Despite his crucial role in several big mining deals, Dan Gertler remains a mystery.

“He isn’t part of the normal business world. He keeps to himself,” said a former associate, “But he is not a one-timer in Congo. He is there to stay. All of his business is there.”

Allegations about his business dealings and his privileged position in Congo bubble up constantly. The typical answer from Gertler’s camp is silence, or a stern letter from his lawyers.

What is known is that he is an assiduous follower of the ultra-Orthodox Jewish faith. He is teetotal and spurns the social circuit. He sleeps little and works constantly, firing off emails to lieutenants at all hours. He is a hard negotiator who has that rare ability of the frontier capitalist to get comfortable with characters others would not.

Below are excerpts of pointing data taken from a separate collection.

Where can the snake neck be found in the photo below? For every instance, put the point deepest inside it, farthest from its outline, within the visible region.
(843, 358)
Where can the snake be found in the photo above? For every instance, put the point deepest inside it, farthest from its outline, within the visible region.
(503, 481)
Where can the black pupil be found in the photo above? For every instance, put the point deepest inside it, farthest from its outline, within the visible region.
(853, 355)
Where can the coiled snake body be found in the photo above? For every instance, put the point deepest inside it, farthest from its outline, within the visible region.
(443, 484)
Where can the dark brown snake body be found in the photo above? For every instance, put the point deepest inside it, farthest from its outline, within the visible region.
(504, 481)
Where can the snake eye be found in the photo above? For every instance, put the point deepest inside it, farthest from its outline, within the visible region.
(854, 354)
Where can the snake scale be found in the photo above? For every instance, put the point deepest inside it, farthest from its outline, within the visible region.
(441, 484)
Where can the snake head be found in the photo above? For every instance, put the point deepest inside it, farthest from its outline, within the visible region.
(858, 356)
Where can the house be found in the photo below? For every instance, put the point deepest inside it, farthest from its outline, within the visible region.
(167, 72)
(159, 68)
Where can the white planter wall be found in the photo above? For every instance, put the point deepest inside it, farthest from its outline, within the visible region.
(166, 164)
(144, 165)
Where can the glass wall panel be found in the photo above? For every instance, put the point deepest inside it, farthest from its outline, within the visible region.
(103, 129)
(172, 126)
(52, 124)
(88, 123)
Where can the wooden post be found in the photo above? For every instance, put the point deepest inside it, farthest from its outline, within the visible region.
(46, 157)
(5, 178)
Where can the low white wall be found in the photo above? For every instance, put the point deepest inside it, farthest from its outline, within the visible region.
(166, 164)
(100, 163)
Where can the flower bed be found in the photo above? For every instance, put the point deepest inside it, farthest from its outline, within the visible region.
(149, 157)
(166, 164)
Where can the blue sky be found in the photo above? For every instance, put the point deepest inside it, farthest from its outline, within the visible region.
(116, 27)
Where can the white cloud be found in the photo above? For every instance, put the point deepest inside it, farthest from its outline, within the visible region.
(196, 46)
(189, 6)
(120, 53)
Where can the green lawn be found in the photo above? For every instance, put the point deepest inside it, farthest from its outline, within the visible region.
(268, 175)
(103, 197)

At 36 he has amassed an empire that is unrivalled in Congo, but isn’t flashy with his wealth.

He has a private jet, but sources close to him say he uses it only to return every Friday to Tel Aviv to spend Shabbat, the 24-hour period of rest that begins at sunset, with his wife and 8 children.

He rules his empire along those lines. None of his employees is allowed to work on the sabbath. That includes travelling for company business. If a flight isn’t available before Friday night, they must stay where they are. Most weeks he is in Congo, where his house in Kinshasa is just a short drive from Joseph Kabila’s presidential residence. He and Kabila are close friends and in touch regularly.

Gertler’s companies own a transit house in Lubumbashi, the capital of Katanga province, but he rarely spends time there.

The positive work Gertler has done gets little press. According to sources in Katanga, where most of his mines are, he helped to fund the first HIV hospital in the region, and has financed new roads as well as providing electric power to the slums.